Answer to Question #114837 in General Chemistry for maria

C_xH_yO_z + (x+y/4-z/2)O2 ----> xCO₂ + y/2H2O

First, work out the mass of each element that was present in the original compound. Carbon is always present as CO₂ in the ratio (12.011 g / 44.0098 g), and hydrogen is always present as H₂O in the ratio (2.0158 g / 18.0152 g).

So you need to work out the mass of carbon in 0.5484 g of CO₂ and the mass of hydrogen in 0.2245 g of water.

Carbon: 0.5484 x (12.011 / 44.0098) = 0.14967 g.

Hydrogen: 0.2245 x (2.0158 / 18.0152) = 0.02512 g.

You can determine the mass of oxygen by difference 0.2246 - 0.14967 - 0.02512 = 0.04981 g.

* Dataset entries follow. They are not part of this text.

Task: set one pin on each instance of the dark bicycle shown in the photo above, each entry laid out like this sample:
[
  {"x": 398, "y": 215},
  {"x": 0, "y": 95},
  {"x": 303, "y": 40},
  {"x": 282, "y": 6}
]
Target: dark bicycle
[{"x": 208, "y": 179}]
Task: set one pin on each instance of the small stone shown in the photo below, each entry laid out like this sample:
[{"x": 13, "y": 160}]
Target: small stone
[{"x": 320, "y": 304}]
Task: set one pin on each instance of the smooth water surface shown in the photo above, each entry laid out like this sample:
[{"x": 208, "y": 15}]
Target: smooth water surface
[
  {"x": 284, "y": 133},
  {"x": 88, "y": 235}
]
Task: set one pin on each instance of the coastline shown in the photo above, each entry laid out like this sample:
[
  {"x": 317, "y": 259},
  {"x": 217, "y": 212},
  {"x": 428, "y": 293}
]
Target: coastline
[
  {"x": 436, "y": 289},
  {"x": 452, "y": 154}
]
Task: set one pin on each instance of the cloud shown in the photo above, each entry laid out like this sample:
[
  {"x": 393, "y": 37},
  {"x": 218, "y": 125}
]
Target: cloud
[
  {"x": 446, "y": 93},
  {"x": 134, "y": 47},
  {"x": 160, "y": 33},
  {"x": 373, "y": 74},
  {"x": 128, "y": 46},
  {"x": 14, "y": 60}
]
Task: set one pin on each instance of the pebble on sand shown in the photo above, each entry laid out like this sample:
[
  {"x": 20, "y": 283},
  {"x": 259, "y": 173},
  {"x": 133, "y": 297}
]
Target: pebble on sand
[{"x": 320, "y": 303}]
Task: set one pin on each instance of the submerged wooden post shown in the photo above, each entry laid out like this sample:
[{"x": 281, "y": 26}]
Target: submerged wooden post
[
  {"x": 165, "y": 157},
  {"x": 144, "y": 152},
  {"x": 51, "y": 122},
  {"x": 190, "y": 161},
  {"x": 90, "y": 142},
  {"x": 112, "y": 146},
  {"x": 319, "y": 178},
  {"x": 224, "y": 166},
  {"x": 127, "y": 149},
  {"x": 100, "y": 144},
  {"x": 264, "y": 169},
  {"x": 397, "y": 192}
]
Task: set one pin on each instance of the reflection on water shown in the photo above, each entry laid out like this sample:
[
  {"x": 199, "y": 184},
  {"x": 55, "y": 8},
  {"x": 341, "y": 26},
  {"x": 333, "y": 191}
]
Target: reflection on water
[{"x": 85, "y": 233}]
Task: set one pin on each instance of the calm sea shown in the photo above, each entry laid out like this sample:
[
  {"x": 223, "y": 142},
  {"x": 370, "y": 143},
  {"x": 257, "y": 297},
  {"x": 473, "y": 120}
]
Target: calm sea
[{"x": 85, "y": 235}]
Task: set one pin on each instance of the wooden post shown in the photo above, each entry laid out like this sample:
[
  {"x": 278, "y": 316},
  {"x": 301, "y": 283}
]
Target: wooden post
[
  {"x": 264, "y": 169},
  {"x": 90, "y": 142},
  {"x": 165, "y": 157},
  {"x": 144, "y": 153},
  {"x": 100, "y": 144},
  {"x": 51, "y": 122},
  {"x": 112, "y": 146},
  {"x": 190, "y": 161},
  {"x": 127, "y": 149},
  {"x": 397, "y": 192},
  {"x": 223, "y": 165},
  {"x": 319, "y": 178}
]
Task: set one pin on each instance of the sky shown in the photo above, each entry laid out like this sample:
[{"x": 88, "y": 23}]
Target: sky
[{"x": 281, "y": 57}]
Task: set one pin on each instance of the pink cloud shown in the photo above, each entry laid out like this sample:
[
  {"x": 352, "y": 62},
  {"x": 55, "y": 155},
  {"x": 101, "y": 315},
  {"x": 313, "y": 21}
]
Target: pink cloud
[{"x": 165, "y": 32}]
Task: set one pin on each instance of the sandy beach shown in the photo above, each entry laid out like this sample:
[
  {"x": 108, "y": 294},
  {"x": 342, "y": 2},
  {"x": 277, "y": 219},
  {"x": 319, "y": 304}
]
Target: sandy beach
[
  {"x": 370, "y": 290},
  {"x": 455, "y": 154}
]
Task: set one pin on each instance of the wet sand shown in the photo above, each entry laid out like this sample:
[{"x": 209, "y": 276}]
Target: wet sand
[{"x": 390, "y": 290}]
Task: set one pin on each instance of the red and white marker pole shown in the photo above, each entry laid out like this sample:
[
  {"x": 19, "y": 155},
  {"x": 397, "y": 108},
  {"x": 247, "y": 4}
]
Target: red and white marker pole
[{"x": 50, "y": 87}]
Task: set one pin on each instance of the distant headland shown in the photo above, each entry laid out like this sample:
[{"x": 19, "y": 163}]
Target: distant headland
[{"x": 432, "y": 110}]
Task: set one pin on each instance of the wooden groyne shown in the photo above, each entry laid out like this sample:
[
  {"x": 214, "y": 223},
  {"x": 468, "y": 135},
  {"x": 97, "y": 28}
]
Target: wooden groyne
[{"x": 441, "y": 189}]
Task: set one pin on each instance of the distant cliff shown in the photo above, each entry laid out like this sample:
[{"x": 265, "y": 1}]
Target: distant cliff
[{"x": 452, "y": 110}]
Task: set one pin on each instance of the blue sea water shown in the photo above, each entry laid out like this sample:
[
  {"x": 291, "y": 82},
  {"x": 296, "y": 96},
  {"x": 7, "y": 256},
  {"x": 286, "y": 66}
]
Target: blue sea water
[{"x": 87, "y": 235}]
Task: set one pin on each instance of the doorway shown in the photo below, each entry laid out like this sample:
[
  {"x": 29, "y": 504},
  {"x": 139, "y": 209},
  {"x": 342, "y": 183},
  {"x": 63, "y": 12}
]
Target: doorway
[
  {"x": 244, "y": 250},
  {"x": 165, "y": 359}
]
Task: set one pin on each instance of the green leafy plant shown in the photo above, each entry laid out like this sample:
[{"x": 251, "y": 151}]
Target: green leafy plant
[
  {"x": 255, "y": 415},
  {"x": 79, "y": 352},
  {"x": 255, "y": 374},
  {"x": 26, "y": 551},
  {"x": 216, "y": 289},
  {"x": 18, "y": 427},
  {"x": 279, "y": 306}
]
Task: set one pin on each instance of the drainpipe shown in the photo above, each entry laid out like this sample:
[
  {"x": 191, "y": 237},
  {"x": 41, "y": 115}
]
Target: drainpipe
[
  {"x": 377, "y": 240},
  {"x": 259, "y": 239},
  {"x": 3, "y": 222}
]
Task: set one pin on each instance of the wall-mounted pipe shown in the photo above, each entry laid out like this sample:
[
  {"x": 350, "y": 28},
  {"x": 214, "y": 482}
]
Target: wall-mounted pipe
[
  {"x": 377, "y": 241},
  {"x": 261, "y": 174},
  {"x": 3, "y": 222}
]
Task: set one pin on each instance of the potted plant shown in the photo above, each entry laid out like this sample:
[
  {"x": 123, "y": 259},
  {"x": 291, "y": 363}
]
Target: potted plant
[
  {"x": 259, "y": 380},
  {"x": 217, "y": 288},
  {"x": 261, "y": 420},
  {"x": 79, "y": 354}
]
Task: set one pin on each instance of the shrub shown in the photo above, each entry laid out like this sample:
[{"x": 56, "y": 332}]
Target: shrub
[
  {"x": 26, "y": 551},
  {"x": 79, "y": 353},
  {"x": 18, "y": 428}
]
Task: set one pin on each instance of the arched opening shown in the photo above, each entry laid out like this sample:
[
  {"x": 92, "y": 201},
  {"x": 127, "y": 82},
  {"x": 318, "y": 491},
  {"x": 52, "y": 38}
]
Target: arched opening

Next, convert each of these to numbers of moles:

Carbon: 0.14967 / 12.011 = 0.01246 mol

Hydrogen: 0.02512 / 1.0079 = 0.02492 mol

Oxygen: 0.04981 / 15.994 = 0.003114 mol

Next, divide each number of moles by the lowest value, so that you get as close as possible to whole numbers.

Carbon: 0.01246 / 0.003114 = 4

Hydrogen: 0.02492 / 0.003114 = 8

Oxygen: 0.003114 / 0.003114 = 1

So the emprical formula is C₄H₈O

The molar mass is 72.1 g/mol - work out the mass of C₄H₈O - this is (12 x 4) + (8 x 1) + 16 = 72. Therefore the molecular formula is the same as the empirical.